5.16          Gelet op het voorgaande is het College van oordeel dat beklaagde na 10 september 2018, maar in elk geval na 12 september 2018, ongerechtvaardigd zonder toestemming van klager quetiapine is blijven toedienen aan I in een zeer hoge dosering. Daarmee heeft beklaagde in strijd gehandeld met de Wet Bopz en in strijd met de zorg die zij ten opzichte van I en haar naasten behoorde te betrachten.

Dit klachtonderdeel is dan ook gegrond.

Klachtonderdeel 4

5.17          Of de toediening van quetiapine zoals die heeft plaatsgevonden, heeft geleid tot, dan wel heeft bijgedragen aan een vervroegd overlijden van I kan het College niet beoordelen. Dit klachtonderdeel zal als ongegrond worden afgewezen.

Conclusie

5.18          De conclusie is dat de klachtonderdelen 1, 2 en 3 gegrond zijn en beklaagde in strijd heeft gehandeld met de zorg die zij ten opzichte van patiënte behoorde te betrachten zoals bedoeld in artikel 47, eerste lid onder a van de Wet op de beroepen in de individuele gezondheidszorg.

5.19          Gelet op wat hiervoor is overwogen is h et College van oordeel dat de aard en ernst van het aan beklaagde te maken verwijt de maatregel van berisping rechtvaardigt.

6.         De beslissing

Het College:

-           verklaart de klacht gegrond ter zake van de klachtonderdelen 1, 2 en 3;

-           legt op de maatregel van berisping;

-           wijst de klacht voor het overige af.

Deze beslissing is gegeven door M.A.F. Tan-de Sonnaville, voorzitter, C.H. van Breevoort-de Bruin, lid-jurist, G.J. Dogterom, J. Edwards van Muijen, J.H.J. Klaver, leden-beroepsgenoten, bijgestaan door R. van der Vaart, secretaris en uitgesproken in het openbaar op 23 juli 2019.

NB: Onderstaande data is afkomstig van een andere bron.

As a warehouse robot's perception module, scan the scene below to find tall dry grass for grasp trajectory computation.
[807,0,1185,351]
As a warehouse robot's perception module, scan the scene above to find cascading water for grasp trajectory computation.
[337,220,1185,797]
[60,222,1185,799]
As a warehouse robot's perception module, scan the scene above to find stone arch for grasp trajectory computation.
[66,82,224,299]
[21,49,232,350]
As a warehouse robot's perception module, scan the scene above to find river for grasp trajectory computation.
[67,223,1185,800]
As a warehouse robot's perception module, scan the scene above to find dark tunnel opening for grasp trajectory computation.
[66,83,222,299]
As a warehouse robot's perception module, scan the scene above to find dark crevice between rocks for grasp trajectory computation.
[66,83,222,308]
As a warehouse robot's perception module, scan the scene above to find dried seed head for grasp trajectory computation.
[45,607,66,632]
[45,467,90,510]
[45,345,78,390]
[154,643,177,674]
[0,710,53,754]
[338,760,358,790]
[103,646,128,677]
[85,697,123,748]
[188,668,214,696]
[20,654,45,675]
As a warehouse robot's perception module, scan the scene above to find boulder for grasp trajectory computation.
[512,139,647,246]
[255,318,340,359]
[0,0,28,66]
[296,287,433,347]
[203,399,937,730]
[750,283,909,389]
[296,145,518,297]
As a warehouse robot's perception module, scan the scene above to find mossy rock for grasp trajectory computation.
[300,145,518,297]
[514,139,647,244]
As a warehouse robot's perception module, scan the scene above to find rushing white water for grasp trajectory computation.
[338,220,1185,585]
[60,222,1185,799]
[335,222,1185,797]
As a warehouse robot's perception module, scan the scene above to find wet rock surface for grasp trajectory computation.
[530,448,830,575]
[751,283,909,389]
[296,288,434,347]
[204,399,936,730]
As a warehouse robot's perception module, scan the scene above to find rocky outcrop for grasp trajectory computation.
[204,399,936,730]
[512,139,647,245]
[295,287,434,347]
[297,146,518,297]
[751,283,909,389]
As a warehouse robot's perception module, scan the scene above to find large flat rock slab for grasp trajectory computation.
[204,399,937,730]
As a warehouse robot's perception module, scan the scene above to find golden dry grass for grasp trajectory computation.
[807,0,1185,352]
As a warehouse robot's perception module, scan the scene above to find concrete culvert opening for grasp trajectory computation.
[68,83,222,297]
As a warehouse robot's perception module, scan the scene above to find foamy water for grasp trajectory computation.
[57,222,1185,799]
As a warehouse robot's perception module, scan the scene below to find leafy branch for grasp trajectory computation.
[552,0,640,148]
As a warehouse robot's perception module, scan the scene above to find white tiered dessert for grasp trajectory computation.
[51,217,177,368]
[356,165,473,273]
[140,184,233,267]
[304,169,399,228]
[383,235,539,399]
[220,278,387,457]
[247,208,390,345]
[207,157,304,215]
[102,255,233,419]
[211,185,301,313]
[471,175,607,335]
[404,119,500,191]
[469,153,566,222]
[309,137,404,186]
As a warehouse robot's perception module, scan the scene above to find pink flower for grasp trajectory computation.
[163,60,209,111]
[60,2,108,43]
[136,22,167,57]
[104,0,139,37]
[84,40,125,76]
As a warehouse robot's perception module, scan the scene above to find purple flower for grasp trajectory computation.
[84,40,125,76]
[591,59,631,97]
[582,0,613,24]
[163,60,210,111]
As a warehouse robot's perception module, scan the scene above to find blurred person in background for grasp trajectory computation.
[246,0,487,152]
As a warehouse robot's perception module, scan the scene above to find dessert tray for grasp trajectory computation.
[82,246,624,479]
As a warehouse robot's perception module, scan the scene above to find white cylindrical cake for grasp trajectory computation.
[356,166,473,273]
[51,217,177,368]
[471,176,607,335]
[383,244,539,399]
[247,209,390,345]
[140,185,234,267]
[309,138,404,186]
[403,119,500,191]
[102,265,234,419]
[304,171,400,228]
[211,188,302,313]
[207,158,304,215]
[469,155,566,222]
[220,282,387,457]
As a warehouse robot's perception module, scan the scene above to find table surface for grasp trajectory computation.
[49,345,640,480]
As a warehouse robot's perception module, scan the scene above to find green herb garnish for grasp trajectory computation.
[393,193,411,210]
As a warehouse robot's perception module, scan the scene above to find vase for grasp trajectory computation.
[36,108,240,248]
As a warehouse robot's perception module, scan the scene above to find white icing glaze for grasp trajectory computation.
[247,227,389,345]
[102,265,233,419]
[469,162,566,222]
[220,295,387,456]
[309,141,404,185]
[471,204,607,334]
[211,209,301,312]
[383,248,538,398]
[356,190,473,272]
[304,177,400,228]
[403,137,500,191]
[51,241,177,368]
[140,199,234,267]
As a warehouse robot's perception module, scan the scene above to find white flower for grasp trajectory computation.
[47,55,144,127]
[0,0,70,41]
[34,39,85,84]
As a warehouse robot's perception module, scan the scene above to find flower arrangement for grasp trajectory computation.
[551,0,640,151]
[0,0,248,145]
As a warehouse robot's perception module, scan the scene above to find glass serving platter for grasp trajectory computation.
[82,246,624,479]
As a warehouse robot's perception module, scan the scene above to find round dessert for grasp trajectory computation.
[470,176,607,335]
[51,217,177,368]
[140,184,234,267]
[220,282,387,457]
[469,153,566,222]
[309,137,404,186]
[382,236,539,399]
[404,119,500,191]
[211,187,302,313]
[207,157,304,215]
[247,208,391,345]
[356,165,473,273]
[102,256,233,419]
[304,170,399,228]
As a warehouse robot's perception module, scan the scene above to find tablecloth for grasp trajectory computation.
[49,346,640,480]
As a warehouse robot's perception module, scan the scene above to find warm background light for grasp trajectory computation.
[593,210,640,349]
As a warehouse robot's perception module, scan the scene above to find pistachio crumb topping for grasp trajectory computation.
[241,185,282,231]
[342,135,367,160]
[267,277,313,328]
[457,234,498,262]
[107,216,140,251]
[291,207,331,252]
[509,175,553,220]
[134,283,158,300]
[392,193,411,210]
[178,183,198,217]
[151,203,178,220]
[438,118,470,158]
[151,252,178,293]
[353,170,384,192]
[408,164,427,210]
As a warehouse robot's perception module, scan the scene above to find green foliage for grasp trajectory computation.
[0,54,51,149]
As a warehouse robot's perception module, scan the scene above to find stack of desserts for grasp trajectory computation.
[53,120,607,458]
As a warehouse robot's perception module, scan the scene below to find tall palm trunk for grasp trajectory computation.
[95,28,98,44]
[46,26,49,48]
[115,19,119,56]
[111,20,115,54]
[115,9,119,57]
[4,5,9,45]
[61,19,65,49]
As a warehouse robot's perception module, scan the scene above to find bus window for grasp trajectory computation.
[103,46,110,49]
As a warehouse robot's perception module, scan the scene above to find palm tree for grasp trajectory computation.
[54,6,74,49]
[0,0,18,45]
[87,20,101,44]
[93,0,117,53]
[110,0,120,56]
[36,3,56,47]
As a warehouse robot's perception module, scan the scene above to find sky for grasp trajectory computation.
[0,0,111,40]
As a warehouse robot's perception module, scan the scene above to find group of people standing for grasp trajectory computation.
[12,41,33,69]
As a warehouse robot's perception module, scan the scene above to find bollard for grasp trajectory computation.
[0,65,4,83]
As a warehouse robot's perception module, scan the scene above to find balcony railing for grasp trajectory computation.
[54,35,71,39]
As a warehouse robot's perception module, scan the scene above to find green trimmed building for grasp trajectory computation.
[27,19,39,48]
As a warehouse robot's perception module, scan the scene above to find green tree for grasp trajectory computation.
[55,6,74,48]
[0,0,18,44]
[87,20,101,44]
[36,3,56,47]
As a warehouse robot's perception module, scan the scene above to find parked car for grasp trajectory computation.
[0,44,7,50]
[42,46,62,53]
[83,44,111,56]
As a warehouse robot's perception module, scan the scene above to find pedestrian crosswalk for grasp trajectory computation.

voorzitter                                                                                           secretaris

Tegen deze beslissing kan in de volgende gevallen schriftelijk beroep worden ingesteld bij het Centraal Tuchtcollege voor de Gezondheidszorg:

a.       Heeft u de klacht ingediend? Dan kunt u in beroep als

- het college u of uw klacht geheel of gedeeltelijk niet-ontvankelijk heeft verklaard of

- als de klacht geheel of gedeeltelijk ongegrond is verklaard.

Bij een gedeeltelijke niet-ontvankelijkverklaring of een gedeeltelijke ongegrondverklaring kan uw beroep alleen betrekking hebben op dat deel van de beslissing.

b.      Is de klacht tegen u gericht? Dan kunt u altijd in beroep.

c.       Ook de inspecteur van de Inspectie Gezondheidszorg en Jeugd kan beroep instellen.

U moet het beroepschrift richten aan het Centraal Tuchtcollege voor de Gezondheidszorg, maar opsturen naar de secretaris van het Regionaal Tuchtcollege voor de Gezondheidszorg te Den Haag. Daar moet het zijn ontvangen binnen zes weken nadat de beslissing aan u is verstuurd.

Als u beroep instelt, moet u € 50,- griffierecht betalen aan het Centraal Tuchtcollege voor de Gezondheidszorg. U ontvangt hierover bericht. Als u geheel of gedeeltelijk in het gelijk wordt gesteld, wordt het griffierecht aan u terugbetaald.